26 Temmuz 2012 Perşembe

İLİŞKİLER VE DENGE

her şey gibi ilişkilerin de bir dengesi olduğuna inanırım. bazen "bu adamla bu kadın nasıl anlaşıyor yeaaa" desem de, biraz uğraşırsam aralarında kurdukları dengeyi fark ederim. adam kadının söylediği her şeyi dinliyor ama 'sadece' dinliyordur mesela. aradaki mantık bağını kurmayı bırakmıştır. kurulacak bir mantık dizgesi yoktur zaten, külliyen saçmadır anlattıkları kadının. adam dinler, üzerine gram beyin hücresi eskitmez. hatta gelip olayı size anlatır aynen: "ya işte ayşe'nin de canı çok sıkkın. patron akşamları iki saat geç çıkartıyor artık. ayşe normalde 7'de evde oluyordu ama şimdi 6'da ancak geliyor. çok yoruluyor." patron iki saat geç çıkarıyorsa, ayşe nasıl üç saat erken geliyor diye soramazsın. sorarsan dengeyi bozarsın arkadaş, sormayacaksın. "he" deyip geçeceksin. en belirgin örneklerden biri de şudur: "ay... ama beni seviooo... seven erkek kıskanır. akşam ağzıma mıçtı o eteği giydim diye ama sor bir neden diye? (sakın sormayın) başıma kötü bir şey gelecek diye korkuyor. beni gözünden bile sakınıyor." maaşallah gözündeki morluk da ondan mı? elinden de sakınsa keşke.
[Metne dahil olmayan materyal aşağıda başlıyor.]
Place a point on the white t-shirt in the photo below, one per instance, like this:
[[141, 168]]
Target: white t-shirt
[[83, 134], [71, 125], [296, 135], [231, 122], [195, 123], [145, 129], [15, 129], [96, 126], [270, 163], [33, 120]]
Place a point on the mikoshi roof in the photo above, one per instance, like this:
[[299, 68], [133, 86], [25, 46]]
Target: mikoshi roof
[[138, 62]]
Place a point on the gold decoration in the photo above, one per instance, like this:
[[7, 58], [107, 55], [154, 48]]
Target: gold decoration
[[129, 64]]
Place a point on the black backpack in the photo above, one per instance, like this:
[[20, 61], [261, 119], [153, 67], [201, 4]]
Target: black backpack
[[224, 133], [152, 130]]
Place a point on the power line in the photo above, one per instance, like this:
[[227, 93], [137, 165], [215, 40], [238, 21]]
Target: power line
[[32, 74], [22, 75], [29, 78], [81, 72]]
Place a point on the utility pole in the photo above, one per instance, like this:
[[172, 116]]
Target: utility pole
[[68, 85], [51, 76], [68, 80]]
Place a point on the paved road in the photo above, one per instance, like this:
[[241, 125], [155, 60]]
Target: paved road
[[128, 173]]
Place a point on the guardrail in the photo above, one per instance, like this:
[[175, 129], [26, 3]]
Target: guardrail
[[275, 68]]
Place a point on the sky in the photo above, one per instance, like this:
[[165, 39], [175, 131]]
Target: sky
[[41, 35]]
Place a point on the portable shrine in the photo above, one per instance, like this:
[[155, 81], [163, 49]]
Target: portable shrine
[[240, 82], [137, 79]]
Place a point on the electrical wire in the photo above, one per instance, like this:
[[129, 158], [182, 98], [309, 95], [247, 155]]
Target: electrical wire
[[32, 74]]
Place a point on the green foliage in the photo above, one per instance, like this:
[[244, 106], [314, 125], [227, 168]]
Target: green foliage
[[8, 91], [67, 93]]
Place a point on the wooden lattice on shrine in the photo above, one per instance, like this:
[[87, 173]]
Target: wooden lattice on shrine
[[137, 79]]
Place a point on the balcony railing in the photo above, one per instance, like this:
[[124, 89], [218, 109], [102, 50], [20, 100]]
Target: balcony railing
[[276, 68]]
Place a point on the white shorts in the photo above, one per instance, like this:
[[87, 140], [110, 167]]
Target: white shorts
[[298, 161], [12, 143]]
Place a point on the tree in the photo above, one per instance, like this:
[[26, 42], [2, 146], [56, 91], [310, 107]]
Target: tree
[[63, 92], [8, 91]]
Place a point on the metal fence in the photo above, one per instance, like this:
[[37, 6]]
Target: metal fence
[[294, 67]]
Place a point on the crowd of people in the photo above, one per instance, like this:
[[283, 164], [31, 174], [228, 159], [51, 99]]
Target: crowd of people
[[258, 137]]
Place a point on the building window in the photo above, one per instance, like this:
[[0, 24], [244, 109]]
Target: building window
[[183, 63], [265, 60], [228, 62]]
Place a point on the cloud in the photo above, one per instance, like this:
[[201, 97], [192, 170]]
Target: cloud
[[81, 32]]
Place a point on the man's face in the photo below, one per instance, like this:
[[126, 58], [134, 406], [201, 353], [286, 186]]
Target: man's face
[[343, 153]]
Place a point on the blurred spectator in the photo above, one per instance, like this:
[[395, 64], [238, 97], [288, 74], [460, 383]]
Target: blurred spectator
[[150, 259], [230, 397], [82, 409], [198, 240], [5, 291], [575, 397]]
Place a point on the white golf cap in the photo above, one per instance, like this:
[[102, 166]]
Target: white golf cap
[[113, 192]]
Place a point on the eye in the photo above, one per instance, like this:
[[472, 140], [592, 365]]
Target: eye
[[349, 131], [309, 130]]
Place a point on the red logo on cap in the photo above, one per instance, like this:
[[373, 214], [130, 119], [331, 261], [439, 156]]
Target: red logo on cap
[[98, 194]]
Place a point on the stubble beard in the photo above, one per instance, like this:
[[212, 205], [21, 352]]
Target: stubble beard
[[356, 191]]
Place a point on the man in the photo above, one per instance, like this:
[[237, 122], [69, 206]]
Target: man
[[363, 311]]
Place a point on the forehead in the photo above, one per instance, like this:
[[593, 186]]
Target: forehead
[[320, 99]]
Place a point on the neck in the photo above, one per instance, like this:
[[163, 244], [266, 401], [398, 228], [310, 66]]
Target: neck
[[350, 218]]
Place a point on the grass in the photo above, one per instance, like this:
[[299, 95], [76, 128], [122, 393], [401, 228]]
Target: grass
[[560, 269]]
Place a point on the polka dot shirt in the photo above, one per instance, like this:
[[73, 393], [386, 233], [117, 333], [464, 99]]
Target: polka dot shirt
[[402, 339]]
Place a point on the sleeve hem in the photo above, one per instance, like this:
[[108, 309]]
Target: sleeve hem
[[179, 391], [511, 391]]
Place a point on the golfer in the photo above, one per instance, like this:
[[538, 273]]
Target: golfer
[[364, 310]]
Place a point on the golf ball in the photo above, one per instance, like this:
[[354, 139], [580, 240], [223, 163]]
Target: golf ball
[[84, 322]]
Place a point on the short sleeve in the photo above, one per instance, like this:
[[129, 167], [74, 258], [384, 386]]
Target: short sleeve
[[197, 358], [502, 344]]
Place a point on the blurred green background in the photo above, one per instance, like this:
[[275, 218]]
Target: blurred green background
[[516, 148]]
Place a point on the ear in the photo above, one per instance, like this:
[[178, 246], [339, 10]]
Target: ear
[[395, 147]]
özellikle uzun süreli ilişkilerde bunu daha net gözlemlersiniz. bazen size bu tamamen dengesizlik gibi görünse de, ilişkinin  sırrı orada gizlidir. fantastik metinler gibi düşünün. gerçek hayatla kıyaslayıp "amaan ne saçmalıyor bu yahu; keçi ayaklı adamlar, uçan ejderhalar mı olurmuş" demeyiz. kurgunun kendi içindeki mantığına, tutarlılığına göre değerlendiririz inandırıcılığını. ilişkiler de böyle işte. fantastik birer kurgu hepsi. dış dünyayla  örtüştürmeye çalıştığınız an elinizde patlar. patlamış bir ilişki kimsenin işine gelmez. patlayınca içindeki her şey dört bir yana dağılır. dengeledikleri o "saçmalıklar silsilesi" yayılıverir orta yere. ondan sonra aylarca dinle: "ay zaten bu adam bana şunu demişti de ben şüphelenmemiştim, ay bi gün de şöyle yapmıştı zaten, ay ben ne körmüşüm, bunun ayı olduğunu nasıl anlamamışım..." bla bla... eziyeti asıl çeken arkadaş çevresidir hep. o nedenle dengeler ile oynamayınız, fazla kurcalayıp ayarları bozmayınız! 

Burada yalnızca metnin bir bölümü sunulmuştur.